Noise magnitude, NPS peak, and NPS average spatial frequency were obtained using the imQuest open-source software package (https://deckard.duhs.duke.edu/~samei/tg233.html). The noise magnitude is the square root of the integral of the two-dimensional NPS. The NPS peak has the highest value of the one-dimensional NPS which is the radial average of the two-dimensional NPS. The noise magnitude and NPS peak were used to compare noise amplitudes. The NPS average spatial frequency, which is the average frequency of the one-dimensional NPS, was used to compare the noise textures. For NPS measurements, three 15 × 15 mm square regions of interest (ROIs) were placed in relatively homogeneous portions of liver segments 4, 7, and 8 on five sequential axial image slices (Fig. 2A). Each ROI was placed at the same location for each reconstruction image.

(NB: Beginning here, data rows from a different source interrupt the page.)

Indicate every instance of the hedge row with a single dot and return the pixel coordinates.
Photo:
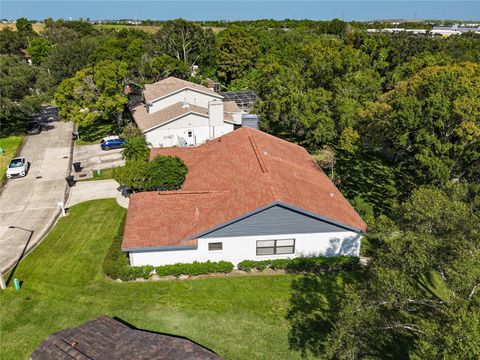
(305, 264)
(195, 268)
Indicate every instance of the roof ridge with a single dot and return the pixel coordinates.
(258, 155)
(184, 237)
(264, 167)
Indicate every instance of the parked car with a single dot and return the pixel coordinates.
(109, 137)
(33, 128)
(17, 167)
(112, 144)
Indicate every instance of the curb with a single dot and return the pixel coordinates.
(46, 229)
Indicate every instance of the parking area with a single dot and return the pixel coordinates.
(28, 205)
(92, 157)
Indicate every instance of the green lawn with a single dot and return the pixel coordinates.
(63, 286)
(93, 133)
(9, 145)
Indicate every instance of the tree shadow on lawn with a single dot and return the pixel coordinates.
(314, 300)
(314, 303)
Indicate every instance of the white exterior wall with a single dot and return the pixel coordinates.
(188, 95)
(166, 135)
(236, 249)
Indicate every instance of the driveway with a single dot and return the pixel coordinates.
(94, 190)
(28, 206)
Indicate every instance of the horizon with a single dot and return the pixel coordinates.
(247, 10)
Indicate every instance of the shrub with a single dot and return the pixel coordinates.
(305, 264)
(162, 173)
(195, 268)
(115, 265)
(135, 149)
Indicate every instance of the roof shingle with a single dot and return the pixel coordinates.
(170, 85)
(229, 177)
(106, 338)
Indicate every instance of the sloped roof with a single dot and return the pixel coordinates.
(229, 177)
(106, 338)
(170, 85)
(146, 120)
(231, 107)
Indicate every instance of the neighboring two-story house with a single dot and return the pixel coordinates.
(176, 112)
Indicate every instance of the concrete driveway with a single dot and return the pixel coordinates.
(28, 206)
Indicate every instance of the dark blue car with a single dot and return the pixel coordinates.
(112, 144)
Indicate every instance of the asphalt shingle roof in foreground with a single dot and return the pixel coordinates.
(107, 339)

ERD, defined as the 10% to 90% distance of the edge response, is a metric used to measure spatial resolution [15] and was adopted as a measure of the spatial resolution of the axial CT images. To measure ERD, a 1 cm reference line was drawn along the lateral border of the left gluteus medius muscle, and 100 CT attenuation lines were automatically extracted perpendicular to the reference line (Fig. 3A). The attenuation values along each CT attenuation line were extracted, and the profile lines were plotted (Fig. 4). Finally, the ERD was measured on the averaged curve of the CT attenuation lines (Fig. 3B). ERD measurements were performed using MATLAB (version R2020b; MathWorks). The same 10% and 90% values of the edge response on the FBP images were applied for the ERD measurements on each reconstruction image.

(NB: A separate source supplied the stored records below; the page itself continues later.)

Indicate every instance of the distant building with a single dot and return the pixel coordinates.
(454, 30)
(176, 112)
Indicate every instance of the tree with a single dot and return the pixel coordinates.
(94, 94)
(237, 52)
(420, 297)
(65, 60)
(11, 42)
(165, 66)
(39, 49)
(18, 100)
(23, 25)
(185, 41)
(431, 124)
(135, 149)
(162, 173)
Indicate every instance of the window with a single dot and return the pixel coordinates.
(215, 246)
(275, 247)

Qualitative Visual Analysis
Qualitative visual assessments of 720 CT images (six reconstructed images from 120 patients) were performed using a dedicated PACS workstation. Axial images at the main portal vein level were selected by a radiologist with three years of experience in image interpretation, and these were provided to the reviewers in a randomized order. The CT images were analyzed independently by two board-certified pediatric radiologists with 20 and 10 years of experience in interpreting pediatric abdominopelvic CT images. Both reviewers were blinded to the reconstruction algorithms used.
The reviewers were provided with a predesigned five-point scale assessment form for image noise, edge definition, and overall image quality (1 = very poor; 2 = suboptimal; 3 = acceptable; 4 = above average; 5 = excellent). Image noise was defined as the degree of quantum mottle. Edge definition was defined as the degree of perceptual sharpness of the stomach and intrahepatic vessels. The overall image quality was defined according to a comprehensive assessment of image quality.

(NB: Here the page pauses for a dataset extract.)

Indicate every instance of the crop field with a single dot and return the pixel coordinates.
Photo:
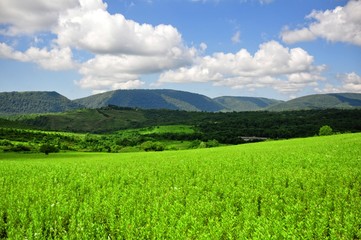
(295, 189)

Detectability and conspicuity of abnormalities were assessed in cases with focal lesions less than 3 mm in diameter or acute appendicitis. Each reviewer independently evaluated lesion detectability and conspicuity (1 = poor lesion conspicuity, nondiagnostic; 2 = suboptimal lesion conspicuity without diagnostic limitation; 3 = good lesion conspicuity).
Distortion artifacts, which may be present as diffuse checkered line-like artifacts in CT images [16], were assessed in 15 randomly selected patients in each WED group (45 patients). The degree of artifact was scored using a three-point scale (1 = artifact with limited diagnostic limitation; 2 = artifact without diagnostic limitation; 3 = no artifact). Beam-hardening artifacts were assessed using CT images containing catheters or tubes in the abdominopelvic cavity.
Statistical Analysis
A repeated-measures analysis of variance followed by the Bonferroni post-hoc test was used to compare NPS measurements and ERD between all reconstruction image sets. For qualitative analysis, the Friedman rank sum test followed by the Nemenyi-Wilcoxon-Wilcox all-pairs test was used to compare image noise, edge definition, overall quality, and distortion artifacts between all reconstruction methods. The qualitative visual analysis scores of the two reviewers were averaged for qualitative analysis. Furthermore, inter-rater agreement for the readers’ scores was calculated using a linear weighted (κ) statistic, with κ-values interpreted as follows: 0–0.2 (poor), 0.21–0.40 (fair), 0.41–0.60 (moderate), 0.61–0.80 (good), and 0.81–1.00 (excellent) [17]. Analyses were performed for all patients and individual WED groups. Statistical analyses were performed using R (version 4.1.2; R Foundation). Statistical significance was set at p < 0.05.
RESULTS
Quantitative NPS Measurement
Table 2 summarizes the NPS measurements of the noise magnitude, NPS peak, and NPS average spatial frequency of all reconstructed image sets, both separately for the three WED groups and for all patients. A higher blending factor in ASiR-V (AV100 > AV50 > FBP) and a higher strength in TrueFidelity (TFH > TFM > TFL > FBP) resulted in significantly lower noise magnitudes and NPS peaks in all WED groups (Fig. 5A, B). Noise magnitudes were significantly lower with AV100 than with TrueFidelity in all WED groups, while NPS peaks were significantly higher with AV100 than with TFM and TFH in all WED groups, except for group 1.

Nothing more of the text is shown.